White Noise
An Electric Storm
Universal
1969; r: 2007
B+



a minute and a half into “Love Without Sound,” the first track on White Noise’s An Electric Storm, John Whitman sings “But now the laughter turns pale” with a voice that sounds like he’s pinching his own nose. A woman’s laughter ricochets. It turns into a quiet sob. The song, a trippy churn of goth-pop, dissolves for a minute; the synths detune and smear over the rest of the track like gore while clacking sound effects accelerate. A woman has an orgasm. On “My Game of Loving,” lots of people have orgasms. Then they fall asleep and snore. “Here Come the Fleas,” complete with honk-honk and boing-boing and fart-fart noises, is psych slapstick. Bewilderingly, it ends with a come-on.

It’s true that An Electric Storm, first released in 1969, is a triumph of tape edits and a pioneering work of electronically based pop. Yes. And the group was a quasi-arranged marriage of an American electronics engineer and double bassist (David Vorhaus) and two BBC composers, Delia Derbyshire and Brian Hodgson (noted for their work on Dr. Who) by Island Records’ Chris Blackwell—that’s true too. But historical achievement and pedigree are easily the most sterile and perfunctory subjects you could cover when dealing with a reissue. What makes An Electric Storm still sound resonant is its emotional tenor: hilarious, strange, and volatile. There is no better metaphor for the reconciliation between the carefree, genital stench of American psych and its mannered British counterpart than the image of three scientists with microphones standing over a pile of hippies fucking each other.

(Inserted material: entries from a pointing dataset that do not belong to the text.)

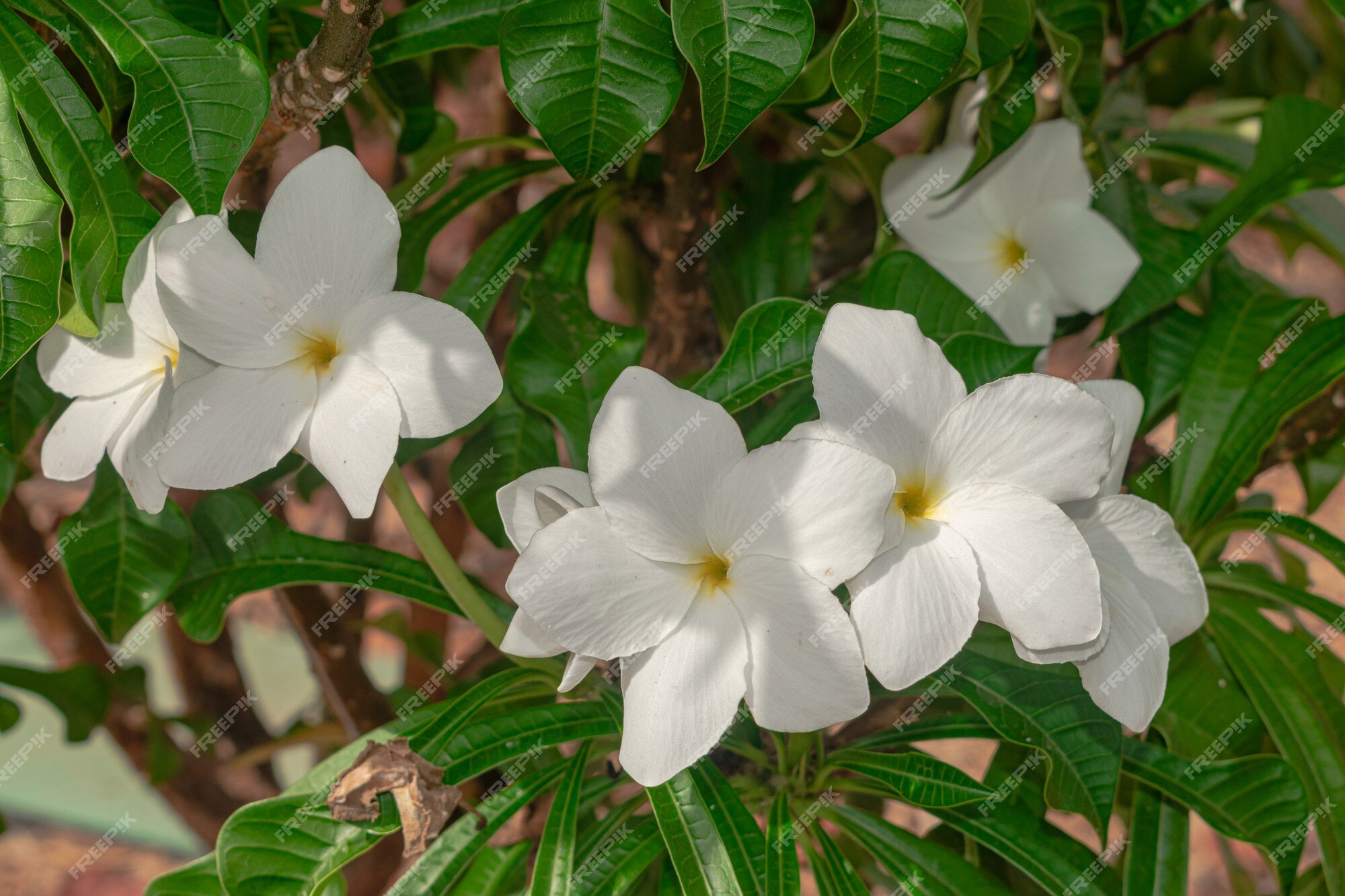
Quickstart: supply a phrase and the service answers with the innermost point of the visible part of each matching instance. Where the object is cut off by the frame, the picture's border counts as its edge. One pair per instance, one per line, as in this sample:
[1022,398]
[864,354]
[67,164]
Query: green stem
[446,568]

But there’s a lot of birthing and bridging on An Electric Storm worth considering. A little more than half the album is filled with what are ostensibly pop songs: they have structure, melodic hooks, and they’re all roughly around three-and-a-half minutes. Some of the music is charmingly dated—“Firebird” would’ve been Spinal Tap’s version of late-60s Beach Boys with more dumb sound effects—but the atmosphere on most of the songs is remarkable, even today. “Your Hidden Dreams” has all the haze and lilt of Broadcast; “Love Without Sound” sounds, for a minute, like Throbbing Gristle—two bands for whom electronic texture has pretty much recouped for anything they don’t attend to in song structure. The album’s second half, however, gives way to two longer pieces: “The Visitations,” which is a sort of “Leader of the Pack” scenario but about eight minutes longer and with 100% more scary (campy?) whispering, and “The Black Mass,” which lets the trio squirt out whatever sonic malevolence they have left in the form of free-rock drumming drizzled with a lot of stock bad trippery.

After the ambitions of the first half, the belt loosening on the second can be a little bit of a slog. But that’s not to say that An Electric Storm isn’t something of an essential record—a lot came together here that hadn’t come together beforehand, and hasn’t come together with such charm since. In a way, it’s the archetypal ’60s psych one-off (even if Vorhaus continued to record with the name sporadically since then). It’s as insular and gross as Zappa, as corny as Strawberry Alarm Clock or any drippy Nuggets forgettables, as radical as Stockhausen or Subotnick’s experiments in electronics. Most importantly, it embodies its era’s contradictions—psychosexual trauma finally sounded funny, free love finally sounded stupid, and some nerds sitting over endless reels of tape with a razorblade finally sounded like they wanted to make you feel something, even if it was nauseous.